我如何从十六进制字符串创建一个UIColor ?

我如何从十六进制字符串格式创建一个UIColor,如#00FF00?

当前回答

我为它创建了一个便利的init:

extension UIColor {
convenience init(hex: String, alpha: CGFloat)
{
    let redH = CGFloat(strtoul(hex.substringToIndex(advance(hex.startIndex,2)), nil, 16))
    let greenH = CGFloat(strtoul(hex.substringWithRange(Range<String.Index>(start: advance(hex.startIndex, 2), end: advance(hex.startIndex, 4))), nil, 16))
    let blueH = CGFloat(strtoul(hex.substringFromIndex(advance(hex.startIndex,4)), nil, 16))

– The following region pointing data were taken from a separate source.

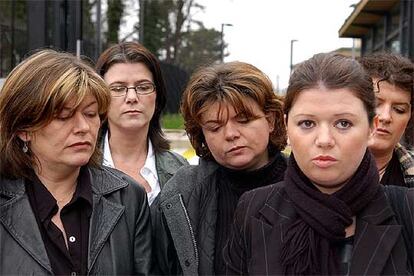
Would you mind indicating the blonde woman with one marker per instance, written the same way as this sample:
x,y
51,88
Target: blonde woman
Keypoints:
x,y
60,211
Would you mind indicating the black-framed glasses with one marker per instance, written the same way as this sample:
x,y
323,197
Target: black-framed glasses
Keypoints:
x,y
144,88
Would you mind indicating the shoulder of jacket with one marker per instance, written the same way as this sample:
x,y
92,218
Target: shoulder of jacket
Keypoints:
x,y
107,180
188,178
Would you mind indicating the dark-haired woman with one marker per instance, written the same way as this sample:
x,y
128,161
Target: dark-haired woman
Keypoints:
x,y
235,123
132,139
393,78
330,215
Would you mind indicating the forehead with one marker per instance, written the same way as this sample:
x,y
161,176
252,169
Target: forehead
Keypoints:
x,y
323,101
391,92
127,71
77,103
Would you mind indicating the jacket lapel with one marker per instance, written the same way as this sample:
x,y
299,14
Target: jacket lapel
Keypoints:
x,y
270,226
105,214
17,218
374,242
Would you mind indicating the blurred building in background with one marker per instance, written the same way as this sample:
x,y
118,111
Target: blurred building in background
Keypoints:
x,y
382,25
82,27
61,24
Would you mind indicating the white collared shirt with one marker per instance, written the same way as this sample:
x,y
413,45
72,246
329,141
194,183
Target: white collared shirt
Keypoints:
x,y
148,171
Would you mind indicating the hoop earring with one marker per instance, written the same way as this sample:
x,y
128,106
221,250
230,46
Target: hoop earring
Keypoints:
x,y
25,147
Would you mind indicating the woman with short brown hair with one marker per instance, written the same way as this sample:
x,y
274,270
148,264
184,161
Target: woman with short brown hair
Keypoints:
x,y
330,215
393,79
234,121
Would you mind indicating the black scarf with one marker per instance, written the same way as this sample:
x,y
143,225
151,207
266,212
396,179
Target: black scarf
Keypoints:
x,y
322,217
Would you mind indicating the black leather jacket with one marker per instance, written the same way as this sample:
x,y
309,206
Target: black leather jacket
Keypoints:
x,y
119,235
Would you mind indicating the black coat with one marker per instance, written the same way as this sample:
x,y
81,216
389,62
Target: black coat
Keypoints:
x,y
263,214
119,232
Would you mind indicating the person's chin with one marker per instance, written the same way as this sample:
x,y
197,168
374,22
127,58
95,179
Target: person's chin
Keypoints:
x,y
381,145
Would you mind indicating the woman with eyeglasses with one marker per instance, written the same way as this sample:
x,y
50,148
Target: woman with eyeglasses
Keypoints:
x,y
61,212
132,138
330,215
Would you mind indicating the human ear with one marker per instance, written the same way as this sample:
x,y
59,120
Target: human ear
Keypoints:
x,y
373,130
271,117
24,136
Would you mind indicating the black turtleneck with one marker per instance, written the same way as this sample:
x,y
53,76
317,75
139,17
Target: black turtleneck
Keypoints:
x,y
231,185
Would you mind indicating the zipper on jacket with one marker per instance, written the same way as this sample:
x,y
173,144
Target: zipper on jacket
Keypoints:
x,y
191,231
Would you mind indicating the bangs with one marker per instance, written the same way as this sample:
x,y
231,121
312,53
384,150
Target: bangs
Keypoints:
x,y
73,87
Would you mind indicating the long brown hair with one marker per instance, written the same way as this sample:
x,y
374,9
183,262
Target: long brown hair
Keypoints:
x,y
132,52
34,92
332,71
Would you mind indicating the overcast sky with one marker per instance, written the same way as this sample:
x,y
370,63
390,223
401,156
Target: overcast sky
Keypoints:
x,y
262,30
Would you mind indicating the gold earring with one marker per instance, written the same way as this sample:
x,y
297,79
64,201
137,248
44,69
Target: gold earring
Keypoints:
x,y
25,147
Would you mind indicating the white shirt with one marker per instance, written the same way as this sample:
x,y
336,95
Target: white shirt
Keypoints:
x,y
148,171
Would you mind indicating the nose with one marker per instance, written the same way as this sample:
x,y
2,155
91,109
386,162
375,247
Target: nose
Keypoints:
x,y
81,124
231,131
384,113
131,96
324,137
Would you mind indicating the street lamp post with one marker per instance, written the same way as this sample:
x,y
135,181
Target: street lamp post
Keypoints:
x,y
291,54
222,40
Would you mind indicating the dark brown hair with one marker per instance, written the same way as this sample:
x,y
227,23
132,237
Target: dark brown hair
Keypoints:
x,y
132,52
230,83
33,93
332,71
398,71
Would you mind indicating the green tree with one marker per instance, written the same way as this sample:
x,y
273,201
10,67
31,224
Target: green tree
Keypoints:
x,y
200,47
175,37
114,15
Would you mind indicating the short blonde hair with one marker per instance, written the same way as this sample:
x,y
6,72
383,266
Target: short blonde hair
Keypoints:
x,y
231,83
34,93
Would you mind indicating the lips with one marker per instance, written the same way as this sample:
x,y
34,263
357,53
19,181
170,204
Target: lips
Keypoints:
x,y
235,149
80,144
383,131
324,161
134,111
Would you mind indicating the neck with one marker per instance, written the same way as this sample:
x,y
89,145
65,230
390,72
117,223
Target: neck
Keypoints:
x,y
61,183
128,145
382,159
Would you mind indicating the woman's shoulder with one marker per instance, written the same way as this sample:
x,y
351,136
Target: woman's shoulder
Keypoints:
x,y
189,178
169,158
106,180
273,195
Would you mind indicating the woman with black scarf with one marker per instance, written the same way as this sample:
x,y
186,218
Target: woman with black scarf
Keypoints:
x,y
329,216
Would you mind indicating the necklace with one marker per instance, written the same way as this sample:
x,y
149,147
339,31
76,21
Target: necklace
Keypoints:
x,y
382,171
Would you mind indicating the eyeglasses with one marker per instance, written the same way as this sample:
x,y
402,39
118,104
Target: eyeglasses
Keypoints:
x,y
141,89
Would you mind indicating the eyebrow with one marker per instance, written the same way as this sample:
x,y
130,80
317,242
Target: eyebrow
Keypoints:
x,y
336,114
213,122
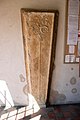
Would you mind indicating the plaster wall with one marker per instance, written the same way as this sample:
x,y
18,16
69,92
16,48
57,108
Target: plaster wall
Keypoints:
x,y
12,66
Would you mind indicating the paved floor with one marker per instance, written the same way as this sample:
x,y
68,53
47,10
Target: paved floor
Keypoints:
x,y
64,112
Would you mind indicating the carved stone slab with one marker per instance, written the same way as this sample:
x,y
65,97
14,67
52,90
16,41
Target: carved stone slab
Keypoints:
x,y
38,36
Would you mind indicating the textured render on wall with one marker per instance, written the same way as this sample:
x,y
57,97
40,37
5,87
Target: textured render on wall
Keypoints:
x,y
12,61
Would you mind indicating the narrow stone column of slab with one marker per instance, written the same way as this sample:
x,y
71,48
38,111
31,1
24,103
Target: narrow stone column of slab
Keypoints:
x,y
38,35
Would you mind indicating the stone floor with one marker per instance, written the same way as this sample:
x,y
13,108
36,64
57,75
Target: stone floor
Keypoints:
x,y
64,112
61,112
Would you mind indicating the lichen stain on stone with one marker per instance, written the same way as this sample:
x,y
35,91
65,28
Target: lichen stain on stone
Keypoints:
x,y
57,97
74,90
73,80
22,78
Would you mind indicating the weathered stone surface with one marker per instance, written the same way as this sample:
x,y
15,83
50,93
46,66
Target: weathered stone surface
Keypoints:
x,y
38,34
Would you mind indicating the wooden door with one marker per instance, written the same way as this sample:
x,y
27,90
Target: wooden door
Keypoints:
x,y
38,28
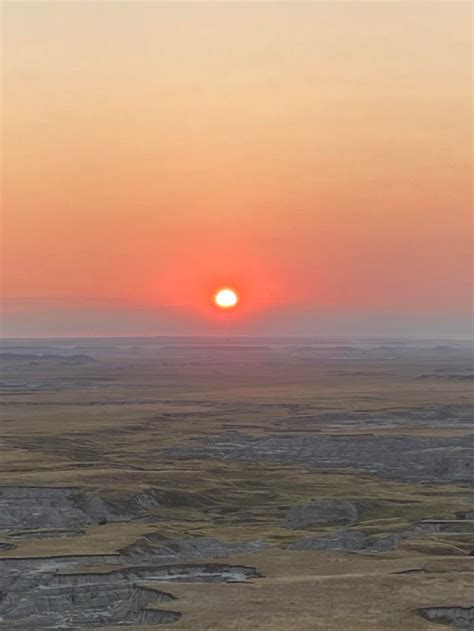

    self.init(red: redH/255, green: greenH/255, blue: blueH/255, alpha: alpha)
}
}

然后你可以在项目的任何地方创建一个UIColor,就像这样:

UIColor(hex: "ffe3c8", alpha: 1)

希望这对你有所帮助……

2015-07-19 00:56:15

其他回答

有cocoapod支持,这很好

https://github.com/mRs-/HexColors

// with hash
NSColor *colorWithHex = [NSColor colorWithHexString:@"#ff8942" alpha:1];

// wihtout hash
NSColor *secondColorWithHex = [NSColor colorWithHexString:@"ff8942" alpha:1];

// short handling
NSColor *shortColorWithHex = [NSColor colorWithHexString:@"fff" alpha:1]
2013-11-10 10:22:57

另一个实现允许字符串“FFF”或“FFFFFF”,并使用alpha:

+ (UIColor *) colorFromHexString:(NSString *)hexString alpha: (CGFloat)alpha{
    NSString *cleanString = [hexString stringByReplacingOccurrencesOfString:@"#" withString:@""];
    if([cleanString length] == 3) {
        cleanString = [NSString stringWithFormat:@"%@%@%@%@%@%@",
                       [cleanString substringWithRange:NSMakeRange(0, 1)],[cleanString substringWithRange:NSMakeRange(0, 1)],
                       [cleanString substringWithRange:NSMakeRange(1, 1)],[cleanString substringWithRange:NSMakeRange(1, 1)],
                       [cleanString substringWithRange:NSMakeRange(2, 1)],[cleanString substringWithRange:NSMakeRange(2, 1)]];
    }
    if([cleanString length] == 6) {
        cleanString = [cleanString stringByAppendingString:@"ff"];
    }

    unsigned int baseValue;
    [[NSScanner scannerWithString:cleanString] scanHexInt:&baseValue];

    float red = ((baseValue >> 24) & 0xFF)/255.0f;
    float green = ((baseValue >> 16) & 0xFF)/255.0f;
    float blue = ((baseValue >> 8) & 0xFF)/255.0f;

    return [UIColor colorWithRed:red green:green blue:blue alpha:alpha];
}
2013-06-26 13:42:50

使用Xcode的原生颜色文字功能来轻松地添加十六进制颜色。

在你的代码中输入颜色文字,然后让Xcode自动完成剩下的工作。

颜色选择界面将允许你粘贴十六进制颜色:#FF9300

宏的git差异将显示RGB值而不是十六进制值:

let orange = #colorLiteral(red: 1, green: 0.5763723254, blue: 0, alpha: 1)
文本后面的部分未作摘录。